Wednesday, October 19, 2016

An easy way to sell more stuff on eBay: Know your first-class shipping rates

Much of what I've been selling on eBay is single items of clothing, single or small lots of household items (many of which I'm flipping from Dollar Tree or Savers), books, and so forth. Most of these are 16 ounces or under, which means you can send them first class if you buy the postage through a commercial account, which eBay's postage portal is. (FYI, books, CDs, sheet music, and similar can be sent via media mail, but it isn't cheaper until you hit a pound, and I don't believe eBay discounts it.)

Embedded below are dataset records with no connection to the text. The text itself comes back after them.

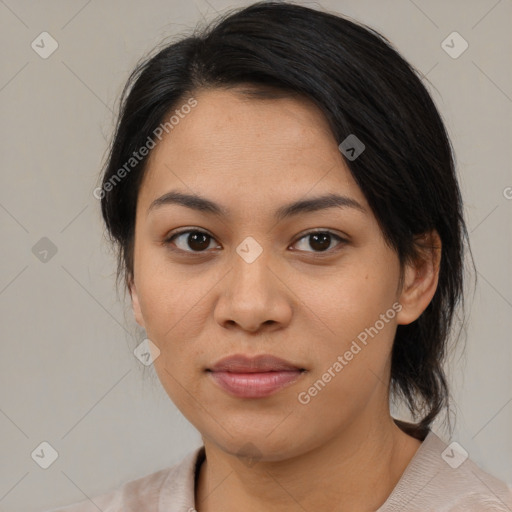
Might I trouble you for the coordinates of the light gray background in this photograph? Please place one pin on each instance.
(68, 375)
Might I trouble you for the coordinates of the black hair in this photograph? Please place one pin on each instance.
(363, 87)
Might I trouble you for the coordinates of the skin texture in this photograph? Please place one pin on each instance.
(252, 156)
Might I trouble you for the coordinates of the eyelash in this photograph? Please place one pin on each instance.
(168, 241)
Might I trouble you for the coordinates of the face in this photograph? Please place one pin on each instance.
(249, 275)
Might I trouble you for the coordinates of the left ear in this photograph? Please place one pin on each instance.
(420, 278)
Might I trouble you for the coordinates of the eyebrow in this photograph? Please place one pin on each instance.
(201, 204)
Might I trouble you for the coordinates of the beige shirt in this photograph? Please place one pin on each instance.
(438, 478)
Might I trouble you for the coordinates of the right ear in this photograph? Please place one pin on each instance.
(136, 305)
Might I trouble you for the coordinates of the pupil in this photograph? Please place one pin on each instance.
(198, 241)
(322, 241)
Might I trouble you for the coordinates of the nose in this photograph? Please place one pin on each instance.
(253, 297)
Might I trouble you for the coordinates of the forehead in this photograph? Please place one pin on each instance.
(230, 144)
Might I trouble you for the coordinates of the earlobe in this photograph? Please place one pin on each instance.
(420, 279)
(136, 305)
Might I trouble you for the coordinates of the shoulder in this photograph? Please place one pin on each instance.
(443, 478)
(145, 493)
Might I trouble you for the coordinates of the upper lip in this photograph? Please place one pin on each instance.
(240, 363)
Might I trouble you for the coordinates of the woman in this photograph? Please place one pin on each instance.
(282, 192)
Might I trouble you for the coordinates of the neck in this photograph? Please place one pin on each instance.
(351, 464)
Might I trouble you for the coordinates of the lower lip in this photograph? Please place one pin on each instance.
(254, 385)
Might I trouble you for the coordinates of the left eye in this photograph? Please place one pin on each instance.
(320, 241)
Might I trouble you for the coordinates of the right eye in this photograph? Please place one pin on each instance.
(196, 240)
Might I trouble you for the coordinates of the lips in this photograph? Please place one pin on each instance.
(254, 377)
(243, 364)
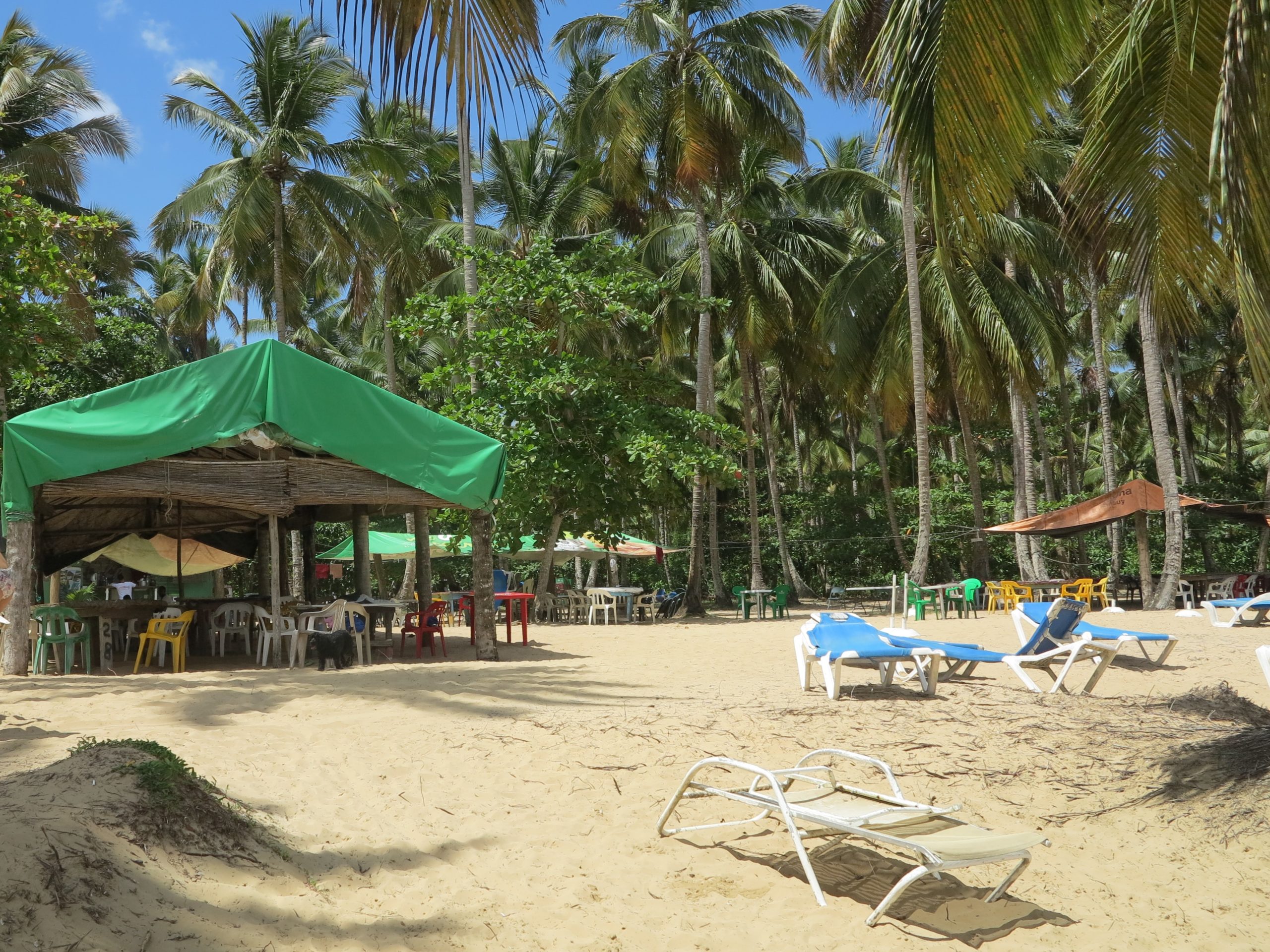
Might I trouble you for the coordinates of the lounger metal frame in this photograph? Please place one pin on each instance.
(767, 790)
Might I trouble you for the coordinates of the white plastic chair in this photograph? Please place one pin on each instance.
(233, 619)
(361, 639)
(329, 619)
(1187, 593)
(275, 629)
(605, 603)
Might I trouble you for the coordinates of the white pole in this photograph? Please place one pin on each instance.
(893, 599)
(903, 615)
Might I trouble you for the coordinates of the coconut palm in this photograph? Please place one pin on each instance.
(277, 188)
(475, 48)
(705, 80)
(49, 131)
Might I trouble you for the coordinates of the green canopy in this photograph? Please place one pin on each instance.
(398, 545)
(264, 385)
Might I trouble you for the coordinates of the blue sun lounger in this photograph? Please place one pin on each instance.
(1035, 611)
(838, 639)
(1244, 611)
(1049, 645)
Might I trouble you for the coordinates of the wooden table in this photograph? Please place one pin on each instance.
(115, 610)
(509, 597)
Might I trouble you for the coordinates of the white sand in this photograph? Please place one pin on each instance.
(463, 805)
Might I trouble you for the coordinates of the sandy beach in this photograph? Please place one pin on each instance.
(461, 805)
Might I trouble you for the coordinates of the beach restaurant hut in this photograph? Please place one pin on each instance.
(229, 451)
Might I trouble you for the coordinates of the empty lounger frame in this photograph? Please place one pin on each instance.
(810, 801)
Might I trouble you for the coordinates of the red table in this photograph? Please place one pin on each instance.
(465, 604)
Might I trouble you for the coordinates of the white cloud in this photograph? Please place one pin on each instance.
(210, 66)
(155, 37)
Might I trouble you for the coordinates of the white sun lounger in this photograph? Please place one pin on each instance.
(811, 801)
(1244, 611)
(1032, 613)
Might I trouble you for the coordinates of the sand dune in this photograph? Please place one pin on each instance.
(459, 805)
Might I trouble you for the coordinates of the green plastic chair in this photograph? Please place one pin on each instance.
(963, 597)
(920, 598)
(55, 630)
(779, 602)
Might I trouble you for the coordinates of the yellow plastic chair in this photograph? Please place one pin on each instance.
(1015, 593)
(996, 597)
(1081, 590)
(171, 630)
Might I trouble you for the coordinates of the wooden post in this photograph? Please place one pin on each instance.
(17, 640)
(422, 561)
(181, 567)
(276, 588)
(310, 564)
(362, 551)
(1140, 525)
(262, 558)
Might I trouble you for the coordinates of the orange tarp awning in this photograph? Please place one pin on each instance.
(1133, 497)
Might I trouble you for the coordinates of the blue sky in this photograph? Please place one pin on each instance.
(136, 48)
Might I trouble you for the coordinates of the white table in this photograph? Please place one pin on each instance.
(624, 593)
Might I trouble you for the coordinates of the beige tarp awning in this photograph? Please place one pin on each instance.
(1133, 497)
(158, 555)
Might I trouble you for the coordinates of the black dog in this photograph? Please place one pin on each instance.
(333, 645)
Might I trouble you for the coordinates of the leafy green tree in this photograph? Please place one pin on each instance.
(592, 437)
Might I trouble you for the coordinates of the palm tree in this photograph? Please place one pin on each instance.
(955, 82)
(705, 82)
(42, 91)
(478, 46)
(276, 188)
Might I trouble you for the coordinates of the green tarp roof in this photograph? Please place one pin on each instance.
(268, 382)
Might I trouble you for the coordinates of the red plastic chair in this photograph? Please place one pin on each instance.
(431, 629)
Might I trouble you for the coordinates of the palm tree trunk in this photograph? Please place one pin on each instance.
(747, 416)
(888, 495)
(280, 237)
(765, 425)
(1104, 381)
(1152, 368)
(917, 343)
(705, 400)
(1047, 465)
(482, 524)
(981, 567)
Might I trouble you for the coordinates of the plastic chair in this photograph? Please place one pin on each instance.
(275, 629)
(329, 619)
(55, 630)
(605, 603)
(357, 620)
(1081, 590)
(233, 619)
(920, 598)
(779, 601)
(431, 629)
(964, 597)
(169, 631)
(645, 604)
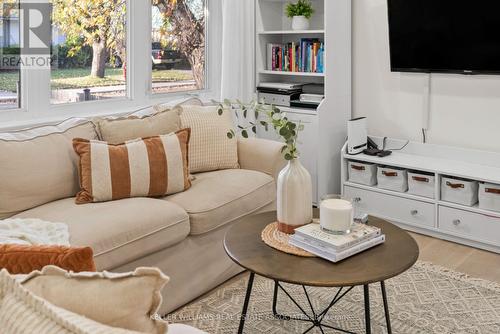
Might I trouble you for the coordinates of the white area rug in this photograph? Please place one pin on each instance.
(426, 299)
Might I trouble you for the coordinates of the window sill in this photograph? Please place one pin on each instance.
(15, 119)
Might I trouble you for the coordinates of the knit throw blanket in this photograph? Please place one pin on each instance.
(33, 232)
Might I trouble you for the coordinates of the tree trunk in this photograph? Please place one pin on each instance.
(190, 33)
(99, 56)
(197, 61)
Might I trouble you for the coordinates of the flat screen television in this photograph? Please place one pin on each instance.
(447, 36)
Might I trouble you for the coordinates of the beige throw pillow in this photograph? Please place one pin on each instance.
(209, 147)
(39, 165)
(119, 130)
(22, 312)
(128, 300)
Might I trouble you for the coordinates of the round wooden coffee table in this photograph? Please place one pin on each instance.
(244, 246)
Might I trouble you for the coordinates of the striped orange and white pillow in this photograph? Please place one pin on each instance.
(148, 167)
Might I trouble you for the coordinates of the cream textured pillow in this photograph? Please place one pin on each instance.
(209, 147)
(128, 300)
(119, 130)
(39, 165)
(22, 312)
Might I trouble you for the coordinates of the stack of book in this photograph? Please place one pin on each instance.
(336, 247)
(304, 56)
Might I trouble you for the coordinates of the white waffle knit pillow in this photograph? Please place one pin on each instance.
(209, 147)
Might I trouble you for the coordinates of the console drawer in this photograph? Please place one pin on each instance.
(470, 225)
(398, 209)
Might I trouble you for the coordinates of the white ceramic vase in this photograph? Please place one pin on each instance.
(300, 23)
(294, 197)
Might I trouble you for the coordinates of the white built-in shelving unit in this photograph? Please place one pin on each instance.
(325, 128)
(464, 224)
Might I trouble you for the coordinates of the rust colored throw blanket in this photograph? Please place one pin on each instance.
(23, 259)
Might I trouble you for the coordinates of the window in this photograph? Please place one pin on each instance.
(9, 53)
(178, 45)
(89, 50)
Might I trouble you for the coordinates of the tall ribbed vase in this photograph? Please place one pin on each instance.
(294, 197)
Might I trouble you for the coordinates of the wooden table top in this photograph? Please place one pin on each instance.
(244, 246)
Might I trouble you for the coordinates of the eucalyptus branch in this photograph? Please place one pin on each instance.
(265, 116)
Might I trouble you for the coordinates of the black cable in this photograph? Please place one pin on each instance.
(399, 149)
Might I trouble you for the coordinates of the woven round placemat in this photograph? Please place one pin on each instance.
(279, 240)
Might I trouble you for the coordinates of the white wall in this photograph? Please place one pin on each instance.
(465, 109)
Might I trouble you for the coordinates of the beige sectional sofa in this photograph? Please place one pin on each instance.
(181, 234)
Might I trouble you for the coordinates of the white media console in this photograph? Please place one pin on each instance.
(431, 216)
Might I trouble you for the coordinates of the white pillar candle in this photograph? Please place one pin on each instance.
(336, 215)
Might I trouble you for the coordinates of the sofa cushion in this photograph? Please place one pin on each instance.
(220, 197)
(183, 329)
(118, 231)
(38, 165)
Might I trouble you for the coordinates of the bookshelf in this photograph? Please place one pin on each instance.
(325, 128)
(300, 74)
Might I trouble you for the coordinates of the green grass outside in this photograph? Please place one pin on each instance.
(80, 78)
(8, 80)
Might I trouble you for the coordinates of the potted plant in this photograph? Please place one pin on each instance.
(294, 186)
(300, 13)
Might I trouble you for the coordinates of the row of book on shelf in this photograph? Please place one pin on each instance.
(305, 56)
(336, 248)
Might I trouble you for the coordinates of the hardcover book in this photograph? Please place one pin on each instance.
(337, 256)
(359, 233)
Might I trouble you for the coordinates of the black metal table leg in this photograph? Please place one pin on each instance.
(367, 309)
(386, 308)
(245, 304)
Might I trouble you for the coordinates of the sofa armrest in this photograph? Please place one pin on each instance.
(261, 155)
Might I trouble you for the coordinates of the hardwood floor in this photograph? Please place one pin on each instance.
(474, 262)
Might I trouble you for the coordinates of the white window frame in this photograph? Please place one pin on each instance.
(35, 84)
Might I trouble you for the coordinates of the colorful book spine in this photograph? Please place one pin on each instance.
(305, 56)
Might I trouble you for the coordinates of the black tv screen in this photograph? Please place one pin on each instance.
(456, 36)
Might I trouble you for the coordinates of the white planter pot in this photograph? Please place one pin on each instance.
(294, 197)
(300, 23)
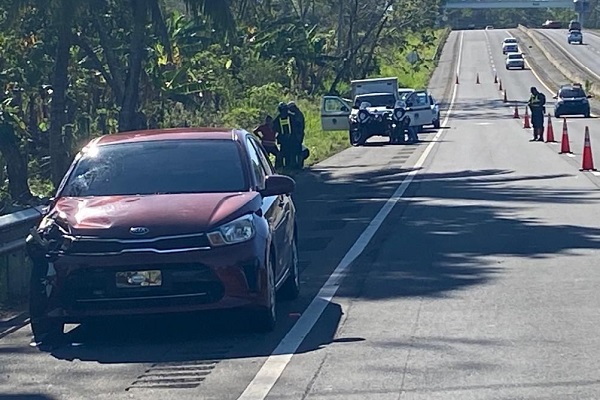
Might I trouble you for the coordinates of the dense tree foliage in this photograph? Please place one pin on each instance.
(72, 69)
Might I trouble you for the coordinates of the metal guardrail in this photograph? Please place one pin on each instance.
(14, 263)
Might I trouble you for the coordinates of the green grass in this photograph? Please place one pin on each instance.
(392, 62)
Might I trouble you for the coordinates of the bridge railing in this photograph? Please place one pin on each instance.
(14, 263)
(474, 4)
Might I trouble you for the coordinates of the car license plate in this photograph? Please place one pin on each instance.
(131, 279)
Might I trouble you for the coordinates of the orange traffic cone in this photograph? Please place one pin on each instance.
(565, 147)
(588, 161)
(550, 131)
(526, 124)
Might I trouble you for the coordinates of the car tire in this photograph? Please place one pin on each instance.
(356, 138)
(266, 317)
(291, 288)
(47, 331)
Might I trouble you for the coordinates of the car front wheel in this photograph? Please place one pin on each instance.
(266, 317)
(48, 331)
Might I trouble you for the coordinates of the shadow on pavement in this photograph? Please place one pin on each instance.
(438, 249)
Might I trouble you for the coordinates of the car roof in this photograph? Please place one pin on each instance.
(375, 94)
(170, 134)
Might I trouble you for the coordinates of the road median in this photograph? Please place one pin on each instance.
(545, 56)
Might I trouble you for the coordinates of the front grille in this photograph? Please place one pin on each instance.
(184, 283)
(166, 244)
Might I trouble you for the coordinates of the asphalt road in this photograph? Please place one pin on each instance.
(587, 55)
(480, 282)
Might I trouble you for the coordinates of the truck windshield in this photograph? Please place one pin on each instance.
(377, 100)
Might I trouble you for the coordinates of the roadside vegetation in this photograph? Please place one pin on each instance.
(72, 70)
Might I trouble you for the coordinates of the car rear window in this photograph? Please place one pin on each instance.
(572, 92)
(158, 167)
(379, 100)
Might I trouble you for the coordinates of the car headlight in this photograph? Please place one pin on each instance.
(236, 231)
(363, 115)
(399, 113)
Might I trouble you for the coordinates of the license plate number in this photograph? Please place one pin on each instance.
(131, 279)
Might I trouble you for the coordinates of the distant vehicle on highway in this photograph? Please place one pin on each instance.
(571, 100)
(575, 37)
(515, 60)
(510, 45)
(381, 98)
(549, 24)
(165, 221)
(574, 26)
(510, 48)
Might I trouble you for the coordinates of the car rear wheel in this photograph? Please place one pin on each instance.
(356, 138)
(291, 288)
(266, 317)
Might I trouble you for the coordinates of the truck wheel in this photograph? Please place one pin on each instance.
(356, 138)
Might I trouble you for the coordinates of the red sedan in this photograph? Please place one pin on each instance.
(165, 221)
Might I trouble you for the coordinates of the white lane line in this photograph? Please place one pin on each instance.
(573, 57)
(544, 84)
(273, 368)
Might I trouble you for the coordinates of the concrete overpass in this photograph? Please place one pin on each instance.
(488, 4)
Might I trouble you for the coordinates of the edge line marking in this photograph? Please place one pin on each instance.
(274, 366)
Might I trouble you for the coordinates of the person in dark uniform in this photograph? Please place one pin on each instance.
(268, 138)
(297, 136)
(536, 104)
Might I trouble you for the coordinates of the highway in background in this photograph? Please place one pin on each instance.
(469, 266)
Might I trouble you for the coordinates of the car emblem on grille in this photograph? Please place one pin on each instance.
(138, 230)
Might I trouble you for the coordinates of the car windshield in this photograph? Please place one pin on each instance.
(572, 92)
(158, 167)
(404, 94)
(377, 100)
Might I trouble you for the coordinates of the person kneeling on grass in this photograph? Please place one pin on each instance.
(268, 137)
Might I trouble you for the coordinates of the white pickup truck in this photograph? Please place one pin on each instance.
(337, 111)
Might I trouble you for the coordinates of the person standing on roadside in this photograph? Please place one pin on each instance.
(536, 103)
(297, 134)
(282, 125)
(268, 138)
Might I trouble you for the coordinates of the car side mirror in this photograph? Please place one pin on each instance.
(276, 185)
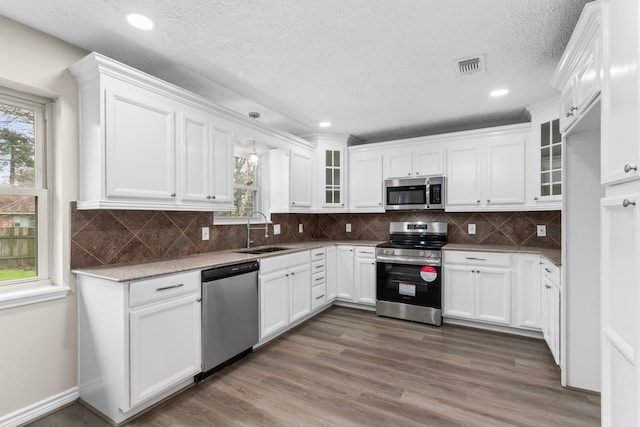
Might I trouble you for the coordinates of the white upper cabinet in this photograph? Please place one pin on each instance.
(621, 101)
(300, 179)
(408, 159)
(206, 154)
(140, 144)
(578, 75)
(290, 181)
(147, 144)
(365, 181)
(487, 171)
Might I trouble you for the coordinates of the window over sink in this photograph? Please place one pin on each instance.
(245, 191)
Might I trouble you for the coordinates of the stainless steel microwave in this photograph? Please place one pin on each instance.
(417, 193)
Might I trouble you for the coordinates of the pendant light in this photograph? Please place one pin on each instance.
(253, 155)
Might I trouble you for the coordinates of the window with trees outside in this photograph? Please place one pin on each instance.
(24, 200)
(245, 189)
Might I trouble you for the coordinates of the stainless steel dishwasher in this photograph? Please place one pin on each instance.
(229, 315)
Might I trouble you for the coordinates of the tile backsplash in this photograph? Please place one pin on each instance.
(102, 237)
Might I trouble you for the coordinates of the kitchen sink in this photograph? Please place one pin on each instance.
(264, 250)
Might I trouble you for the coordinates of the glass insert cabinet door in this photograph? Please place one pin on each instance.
(550, 159)
(333, 178)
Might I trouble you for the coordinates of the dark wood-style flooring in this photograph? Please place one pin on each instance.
(347, 367)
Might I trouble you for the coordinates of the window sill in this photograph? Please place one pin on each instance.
(25, 296)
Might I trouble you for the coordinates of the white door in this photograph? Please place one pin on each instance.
(274, 302)
(197, 157)
(529, 291)
(620, 307)
(365, 180)
(620, 92)
(505, 172)
(397, 164)
(300, 179)
(331, 273)
(428, 161)
(463, 176)
(160, 360)
(345, 273)
(300, 291)
(493, 295)
(365, 280)
(459, 298)
(140, 145)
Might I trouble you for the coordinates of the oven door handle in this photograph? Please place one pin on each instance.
(407, 260)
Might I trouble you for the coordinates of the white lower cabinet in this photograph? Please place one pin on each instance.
(285, 291)
(529, 291)
(356, 274)
(365, 276)
(345, 285)
(478, 286)
(551, 318)
(124, 328)
(331, 272)
(171, 329)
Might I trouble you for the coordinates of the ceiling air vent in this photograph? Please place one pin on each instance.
(471, 65)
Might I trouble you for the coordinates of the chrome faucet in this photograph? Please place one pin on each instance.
(249, 228)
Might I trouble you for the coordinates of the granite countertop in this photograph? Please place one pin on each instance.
(143, 270)
(552, 255)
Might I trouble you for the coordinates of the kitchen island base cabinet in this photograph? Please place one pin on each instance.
(478, 286)
(124, 327)
(285, 292)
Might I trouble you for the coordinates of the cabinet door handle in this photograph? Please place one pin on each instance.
(170, 287)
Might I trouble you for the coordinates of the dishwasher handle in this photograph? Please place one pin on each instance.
(229, 271)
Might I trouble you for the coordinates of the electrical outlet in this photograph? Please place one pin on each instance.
(541, 230)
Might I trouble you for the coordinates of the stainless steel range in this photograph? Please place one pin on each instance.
(409, 272)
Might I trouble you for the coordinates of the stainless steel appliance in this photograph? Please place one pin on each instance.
(409, 272)
(417, 193)
(230, 326)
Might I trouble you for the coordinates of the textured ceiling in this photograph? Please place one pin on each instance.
(377, 69)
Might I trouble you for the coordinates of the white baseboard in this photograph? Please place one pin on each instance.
(39, 409)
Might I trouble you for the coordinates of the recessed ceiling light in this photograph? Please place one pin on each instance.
(141, 22)
(499, 92)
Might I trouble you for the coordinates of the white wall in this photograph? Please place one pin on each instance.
(38, 341)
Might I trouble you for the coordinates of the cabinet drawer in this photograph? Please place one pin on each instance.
(149, 290)
(318, 266)
(282, 262)
(317, 254)
(365, 252)
(494, 259)
(318, 296)
(318, 279)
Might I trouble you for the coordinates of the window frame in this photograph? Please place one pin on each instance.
(257, 203)
(39, 288)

For whatever reason, eBay doesn't account for the steeply discounted postage rates they give you. Especially for first-class mail, the commercial account is substantially cheaper than the retail price. But when you enter the size and weight of your item, the price it shows (and charges the customer...) is the higher price you'd pay at the post office counter.

For the clothing item I just sold, which is 14 ounces, eBay listed the shipping at $6.45. The actual price I paid for shipping was $3.55. This is an item I listed a month ago, before I really thought about the shipping rates, so someone did eventually buy it and I got to pocket the difference.

This item did sell, and someone was willing to pay the rather high shipping rate. However it would have likely sold more quickly had I listed the shipping at $3.55. So what I did today was create more shipping policies. See the chart I made? The commercial rate is what eBay charges for first-class packages if you buy the postage through the eBay website, and the retail rate is what you'd pay at the post office, and also what eBay charges the buyer.

The only way I could figure out to reflect the shipping discounts other than manually entering it on every listing was to create shipping policies. I didn't want to make nine separate shipping polices (I might next time I get bored...), but I created two policies, one called "1-8 ounces, $2.60 flat" and one called "9-16 ounces, $3.65 flat." Now, the buyer is paying considerably less for shipping at most weights. (Nine ounces seems to be an anomaly. I'll work on more policies eventually.) For shipping prices like $2.60 vs. $2.62 or $3.65 vs. $3.78, I doubt most buyers notice or care. But at some weights, my items are now listed at $3.65 shipping instead of $6.45, or $2.60 instead of $3.40, which is surely going to make my items sell faster.